Austria has rigorous processes in place to register and screen individuals applying for asylum, lawful residence, and citizenship. Authorities are allowed to confiscate up to 840 euros from asylum seekers to cover costs related to the asylum proceedings and to analyze their phones and storage devices to obtain data on the routes traveled. Authorities check applicants’ fingerprints against the EU’s asylum fingerprint database (Eurodac) and, in select cases, against criminal databases. Authorities screen individuals against national and international law enforcement databases before citizenship is approved.
Vienna CT squads arrested and charged two suspects in December for planning terrorist attacks in Austria, Germany, and Luxembourg, together with an imprisoned ISIS sympathizer.
Countering the Financing of Terrorism: Austria is a member of the FATF. Its FIU, the Austrian Financial Intelligence Unit, is a member of the Egmont Group. There were no significant updates in 2019.
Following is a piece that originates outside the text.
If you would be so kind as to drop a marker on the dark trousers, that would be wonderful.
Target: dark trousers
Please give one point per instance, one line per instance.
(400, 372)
Countering Violent Extremism: Austria continued its CVE efforts largely in response to the FTF phenomenon. The Austrian Ministry of Foreign Affairs (MFA) worked with the Islamic Faith Community to conduct an information campaign in mosques, Islamic organizations, community centers, and prisons. To counter “extremism” and improve integration among newly arrived refugees, the MFA’s Integration Office conducted an educational program to teach German language and Austrian values such as equality and democratic principles. In addition, the Austrian government expanded its draft action plan to implement terrorist prevention policies laid out in a national strategy. This includes a comprehensive “exit program” for radicalized youth. The Austrian government maintained a counseling center and a de-radicalization hotline aimed at friends and family members of potential terrorists. The Ministry of Justice presented measures aimed at “extremist prevention, deradicalization, and disengagement” among Austria’s prison population.
The U.S. Embassy to Austria and the Department of State’s Counterterrorism Bureau co-hosted a CVE workshop to exchange best practices across the region. CT Bureau sent a former white supremacist to Austria to provide authentic testimonials about the destructive nature of terrorism and hate.
International and Regional Cooperation: Austria is a member of international and regional security platforms, including the UN, the CoE, the EU, the OSCE, the Salzburg Forum, and the Central European Initiative. Austria remained active in the Western Balkans Counter Terrorism Initiative, a platform it initiated in 2015. Austria participates in Eurojust’s EU-wide terrorism register, which lists all ongoing terrorism investigations of individual EU member states.
In 2019 the European Commission initiated infringement proceedings against Austria (and Bulgaria, Romania, and Hungary) for their 2018 agreement with Western Balkans countries to streamline certain information sharing, including in terrorism cases.